A similar thought process went through my mind earlier on this week, after spending a thoroughly enjoyable weekend at this year’s Silverstone Classic event. Three days gorging on an impressive roster of great marques and machinery from yesteryear, all racing around the Home of British Motor Racing.
This year’s Classic featured 800 legendary cars spanning seven decades of motor racing heritage and provided some evocative entertainment for the large crowds who were in attendance (up 10% to 73,000 this year). The highlight of the weekend being the three classic F1 races which commemorated the 60th anniversary of the first World Championship Grand Prix held at Silverstone in 1950.
The special birthday celebrations pitted more than 120 of the world’s most iconic and famous F1 cars into real racing action. None of this timid, touchy-feely, racing you will see at other historic events. Proper racing. Cars being driven in anger and not out of fear of possibly incurring a hefty repair bill.
Each of the grids showcased the development of the sport, with 75-year-old Alfa Romeos and ERAs navigating their way around Copse at full opposite lock, rear engined BRMs and Lotuses going wheel to wheel in the pre-1966 event, and fans of latter day Formula 1 drooling upon sight of iconic cars like the Williams FW07 and Lotus 87, all fighting for glory.
This year’s event also marked the comeback of Sir Stirling Moss – just 20 weeks after falling three storeys down a lift shaft – who drove his OSCA sports car in Saturday’s RAC Woodcote Trophy race, which featured a myriad of rare and valuable vehicles worth almost £70m. Unfortunately Moss was forced to pull up with ten minutes to go due to a stuck gear, leaving musician Chris Rea to take the class win instead.
Equally unforgettable was Sunday’s World Sports Car Masters (Le Mans car) race. The likes of Red Bull Racing’s design guru Adrian Newey and Le Mans racer Chris Buncombe taking on the hordes of rumbling Lola T70s in their Ford GT40s was fantastic to watch. Hurtling down the Hangar Straight at a blistering pace, weaving in and out for position. A sensational spectacle, matched by a stellar drive by Steve Tandy who took the outright win.

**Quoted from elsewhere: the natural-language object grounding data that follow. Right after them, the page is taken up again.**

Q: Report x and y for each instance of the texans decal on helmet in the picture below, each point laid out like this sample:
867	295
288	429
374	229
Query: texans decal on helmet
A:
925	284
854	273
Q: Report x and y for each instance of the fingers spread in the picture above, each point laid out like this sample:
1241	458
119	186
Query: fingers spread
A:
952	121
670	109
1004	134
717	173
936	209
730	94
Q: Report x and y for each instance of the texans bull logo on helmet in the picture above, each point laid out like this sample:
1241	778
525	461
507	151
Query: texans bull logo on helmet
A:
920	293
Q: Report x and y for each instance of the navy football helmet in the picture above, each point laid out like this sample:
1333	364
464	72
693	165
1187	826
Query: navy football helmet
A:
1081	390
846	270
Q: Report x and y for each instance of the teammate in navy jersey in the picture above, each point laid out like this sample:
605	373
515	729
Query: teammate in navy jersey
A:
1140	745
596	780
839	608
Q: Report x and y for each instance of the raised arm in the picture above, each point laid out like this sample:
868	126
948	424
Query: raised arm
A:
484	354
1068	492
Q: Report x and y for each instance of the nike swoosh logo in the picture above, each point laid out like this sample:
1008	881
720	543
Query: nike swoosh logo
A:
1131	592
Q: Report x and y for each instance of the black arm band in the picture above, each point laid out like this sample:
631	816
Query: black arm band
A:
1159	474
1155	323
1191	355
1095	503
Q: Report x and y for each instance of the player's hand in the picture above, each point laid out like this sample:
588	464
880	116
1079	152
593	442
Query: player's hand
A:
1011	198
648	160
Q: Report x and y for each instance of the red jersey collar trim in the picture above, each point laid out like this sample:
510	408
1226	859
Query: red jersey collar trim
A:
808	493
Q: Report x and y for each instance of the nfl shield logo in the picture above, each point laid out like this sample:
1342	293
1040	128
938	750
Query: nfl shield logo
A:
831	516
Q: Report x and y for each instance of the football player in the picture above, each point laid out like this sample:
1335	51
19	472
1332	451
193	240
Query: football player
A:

Other track highlights over the three days included the evening race for the Italian Historic Car Cup, touring car action courtesy of the Masters Mini series, the U2TC series and the HSCC ‘Big Beasts’ – featuring American V8 racers alongside big-engined Jaguar and Mercedes saloons – all were a nostalgic treat.
Which sums up this year’s Silverstone Classic rather nicely. It is quite possibly the biggest UK club-race meeting of the year. Where else can you see such a collection of mouthwatering cars, all driven to the limit? Where else can you see acres of working paddocks and over 5,000 classic car owners on their social outing of the season?
As historic events go, Silverstone Classic is easily one of the best that I have attended and should find pride of place on every racing enthusiast’s calendar. Stepping foot through the circuit’s gates each day was like walking through a time portal. But unlike, say, Gary Sparrow in 90s sitcom ‘Goodnight Sweetheart’, I got my kicks from being able to get up close to the cars that have made the headlines in years gone by, rather than frolicking with some lady from fifty years ago.
A provisional date of 22nd to 24th July has been set aside for next year’s Silverstone Classic, so make a note in your diaries, or whatever fangled electronic devices some of you modern folk use these days.